I have read it only supports up to a 750GB eSATA drive.


----------



## Rambler (Nov 9, 2006)

jtn said:


> I have read it only supports up to a 750GB eSATA drive.


Where did you read this?


----------



## jtn (Oct 18, 2007)

Rambler said:


> Where did you read this?


here on this site. Do a search.


----------



## Greg Alsobrook (Apr 2, 2007)

well.. they sure put a lot of effort into their supported dvr list... sa 8300, sa 8300, sa 8300, sa 8300, sa 8300....


----------



## hilmar2k (Mar 18, 2007)

jtn said:


> I have read it only supports up to a 750GB eSATA drive.





Rambler said:


> Where did you read this?





jtn said:


> here on this site. Do a search.


As far as I know, that is incorrect. There are lots of people running a 1TB eSATA solution.

Do a search, you will find them. 

EDIT - Here is someone using a 3.75TB solution. Granted, it seems like the HR20 is only using 2TB of it, but that is a whole lot more than 750GB.


----------



## Rambler (Nov 9, 2006)

jtn said:


> here on this site. Do a search.


Well, I couldn't find any specifics on space limitations, but even still 750GB for the price is still a sweet deal.


----------



## Greg Alsobrook (Apr 2, 2007)

i think the problem was for over 2 TB


----------



## Greg Alsobrook (Apr 2, 2007)

http://www.dbstalk.com/showthread.php?t=104169


----------



## Michael D'Angelo (Oct 21, 2006)

Not sure what the limit is but it is more than 750GB.

The TenBox has 1TB, 1.5TB, and 2TB units. 
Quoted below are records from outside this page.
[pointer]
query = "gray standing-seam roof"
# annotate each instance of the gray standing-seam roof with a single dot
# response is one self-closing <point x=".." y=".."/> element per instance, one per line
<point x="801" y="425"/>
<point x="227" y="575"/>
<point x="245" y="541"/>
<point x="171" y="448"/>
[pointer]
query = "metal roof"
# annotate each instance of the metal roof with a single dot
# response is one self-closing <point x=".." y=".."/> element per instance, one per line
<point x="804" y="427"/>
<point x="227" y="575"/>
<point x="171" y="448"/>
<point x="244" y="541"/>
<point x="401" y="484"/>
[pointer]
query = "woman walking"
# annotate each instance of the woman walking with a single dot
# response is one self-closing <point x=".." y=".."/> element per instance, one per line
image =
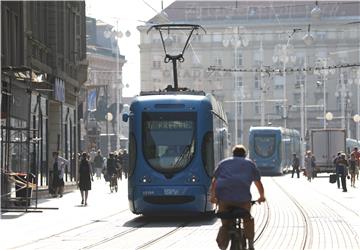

I think someone was even using 3.5TB.


----------



## Rambler (Nov 9, 2006)

AirRocker said:


> http://www.dbstalk.com/showthread.php?t=104169


Thanks - that's what I thought.


----------



## jdoug (Aug 16, 2006)

Looks decent. Has a fan, comes with a cable. Anyone have any experience with their products?


----------



## Thaedron (Jun 29, 2007)

jtn said:


> I have read it only supports up to a 750GB eSATA drive.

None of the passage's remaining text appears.